肝果糖-1,6-双磷酸酶(FBPase)是糖异生途径中的关键酶。抑制FBPase活性代表2型糖尿病的潜在治疗方法。已经公开了一系列新颖的N-芳基磺酰基-4-芳基氨基-吲哚-2-羧酰胺衍生物作为FBPase抑制剂。通过广泛的结构-活性关系研究,一个有前途的候选分子Cpd118 [(7-氯-4-((3-甲氧基苯基)氨基)-1-甲基-1 H-吲哚-2-羰基钠] [(4-甲氧基苯基)相对于其他六种AMP结合酶,已鉴定出对人肝FBPase的抑制活性高(IC 50为0.029±0.006μM),并且具有较高的选择性。重要的是,Cpd118空腹和餐后血糖水平以及HbA1c水平明显降低,证明2型糖尿病KKAy小鼠和ZDF大鼠均具有明显的降糖作用。
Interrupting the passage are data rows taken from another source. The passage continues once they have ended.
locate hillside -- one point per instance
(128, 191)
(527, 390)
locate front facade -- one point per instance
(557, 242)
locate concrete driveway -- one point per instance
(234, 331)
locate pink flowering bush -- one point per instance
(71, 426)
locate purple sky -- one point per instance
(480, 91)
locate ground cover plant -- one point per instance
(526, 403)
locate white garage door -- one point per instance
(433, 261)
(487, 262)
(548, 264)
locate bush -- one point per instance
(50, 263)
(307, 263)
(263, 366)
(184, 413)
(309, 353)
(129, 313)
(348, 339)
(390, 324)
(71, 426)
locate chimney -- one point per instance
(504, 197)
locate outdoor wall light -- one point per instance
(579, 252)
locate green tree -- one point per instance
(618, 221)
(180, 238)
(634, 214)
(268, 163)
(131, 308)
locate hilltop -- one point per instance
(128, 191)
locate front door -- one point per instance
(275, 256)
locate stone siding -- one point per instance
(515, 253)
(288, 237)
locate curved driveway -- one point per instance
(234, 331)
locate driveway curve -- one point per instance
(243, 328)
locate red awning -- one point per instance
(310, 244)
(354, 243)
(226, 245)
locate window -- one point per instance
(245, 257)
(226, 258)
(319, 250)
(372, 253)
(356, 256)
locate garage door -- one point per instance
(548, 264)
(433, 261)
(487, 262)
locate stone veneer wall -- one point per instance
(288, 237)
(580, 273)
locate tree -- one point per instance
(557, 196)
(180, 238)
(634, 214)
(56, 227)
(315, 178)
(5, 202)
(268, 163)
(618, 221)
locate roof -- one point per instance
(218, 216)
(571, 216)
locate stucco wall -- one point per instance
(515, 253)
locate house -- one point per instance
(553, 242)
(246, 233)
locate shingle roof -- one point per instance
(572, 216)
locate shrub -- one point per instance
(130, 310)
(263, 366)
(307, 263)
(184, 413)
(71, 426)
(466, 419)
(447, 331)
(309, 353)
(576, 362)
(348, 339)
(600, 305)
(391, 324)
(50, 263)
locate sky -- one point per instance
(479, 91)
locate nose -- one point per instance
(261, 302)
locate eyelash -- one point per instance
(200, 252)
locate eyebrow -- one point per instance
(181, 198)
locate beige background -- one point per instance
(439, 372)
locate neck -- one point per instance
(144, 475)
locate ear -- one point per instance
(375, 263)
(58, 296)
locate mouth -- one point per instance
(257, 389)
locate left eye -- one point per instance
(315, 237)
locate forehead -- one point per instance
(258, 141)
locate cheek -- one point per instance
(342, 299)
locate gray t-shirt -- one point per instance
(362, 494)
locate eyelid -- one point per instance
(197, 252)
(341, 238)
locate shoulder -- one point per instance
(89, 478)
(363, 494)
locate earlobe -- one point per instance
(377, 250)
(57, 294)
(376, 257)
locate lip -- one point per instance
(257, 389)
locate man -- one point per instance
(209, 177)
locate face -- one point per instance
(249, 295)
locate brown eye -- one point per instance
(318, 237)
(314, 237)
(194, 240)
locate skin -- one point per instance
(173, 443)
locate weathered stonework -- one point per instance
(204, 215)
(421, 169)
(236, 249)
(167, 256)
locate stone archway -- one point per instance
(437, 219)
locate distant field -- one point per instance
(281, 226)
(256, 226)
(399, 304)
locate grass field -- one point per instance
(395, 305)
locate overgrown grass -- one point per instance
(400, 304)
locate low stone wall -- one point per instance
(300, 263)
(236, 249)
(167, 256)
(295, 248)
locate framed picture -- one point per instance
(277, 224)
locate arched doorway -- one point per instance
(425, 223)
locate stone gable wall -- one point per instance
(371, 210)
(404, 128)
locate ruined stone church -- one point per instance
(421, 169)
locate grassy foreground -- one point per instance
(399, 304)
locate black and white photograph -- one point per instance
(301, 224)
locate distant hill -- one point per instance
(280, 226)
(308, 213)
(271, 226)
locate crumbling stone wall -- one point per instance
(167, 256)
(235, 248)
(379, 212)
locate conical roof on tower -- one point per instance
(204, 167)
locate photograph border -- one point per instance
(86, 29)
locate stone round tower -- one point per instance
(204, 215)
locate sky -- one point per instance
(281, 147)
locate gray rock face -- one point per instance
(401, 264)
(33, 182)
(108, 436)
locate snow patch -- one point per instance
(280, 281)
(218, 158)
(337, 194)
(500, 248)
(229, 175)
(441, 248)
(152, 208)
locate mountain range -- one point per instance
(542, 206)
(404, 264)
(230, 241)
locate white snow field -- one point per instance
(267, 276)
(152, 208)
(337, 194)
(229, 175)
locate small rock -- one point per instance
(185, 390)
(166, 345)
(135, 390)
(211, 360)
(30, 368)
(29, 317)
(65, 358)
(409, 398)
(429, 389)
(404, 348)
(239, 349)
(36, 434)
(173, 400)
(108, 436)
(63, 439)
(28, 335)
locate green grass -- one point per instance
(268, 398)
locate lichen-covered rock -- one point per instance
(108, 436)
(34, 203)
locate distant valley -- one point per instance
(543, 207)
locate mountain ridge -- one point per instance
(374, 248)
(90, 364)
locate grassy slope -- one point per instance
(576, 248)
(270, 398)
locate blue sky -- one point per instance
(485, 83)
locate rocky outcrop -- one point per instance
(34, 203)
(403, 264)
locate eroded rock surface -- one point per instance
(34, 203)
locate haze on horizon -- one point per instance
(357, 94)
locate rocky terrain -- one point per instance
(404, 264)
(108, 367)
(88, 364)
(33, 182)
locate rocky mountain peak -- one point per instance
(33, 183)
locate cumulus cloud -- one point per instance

此外,Cpd118引起了良好的药代动力学特征,口服生物利用度为99.1%。此外,解析了Cpd118 -FBPase复合物的X射线晶体结构,揭示了独特的结合模式,并为其高效力和选择性提供了结构基础。
更新日期:2020-09-24
中文翻译:
发现作为有效的,选择性的和口服生物利用的果糖1,6,6-双磷酸酶抑制剂的N-芳基磺酰基-吲哚-2-羧酰胺衍生物-设计,合成,体内葡萄糖降低作用和X射线晶体复合物分析。
肝果糖-1,6-双磷酸酶(FBPase)是糖异生途径中的关键酶。抑制FBPase活性代表2型糖尿病的潜在治疗方法。已经公开了一系列新颖的N-芳基磺酰基-4-芳基氨基-吲哚-2-羧酰胺衍生物作为FBPase抑制剂。通过广泛的结构-活性关系研究,一个有前途的候选分子Cpd118 [(7-氯-4-((3-甲氧基苯基)氨基)-1-甲基-1 H-吲哚-2-羰基钠] [(4-甲氧基苯基)相对于其他六种AMP结合酶,已鉴定出对人肝FBPase的抑制活性高(IC 50为0.029±0.006μM),并且具有较高的选择性。重要的是,Cpd118空腹和餐后血糖水平以及HbA1c水平明显降低,证明2型糖尿病KKAy小鼠和ZDF大鼠均具有明显的降糖作用。此外,Cpd118引起了良好的药代动力学特征,口服生物利用度为99.1%。此外,解析了Cpd118 -FBPase复合物的X射线晶体结构,揭示了独特的结合模式,并为其高效力和选择性提供了结构基础。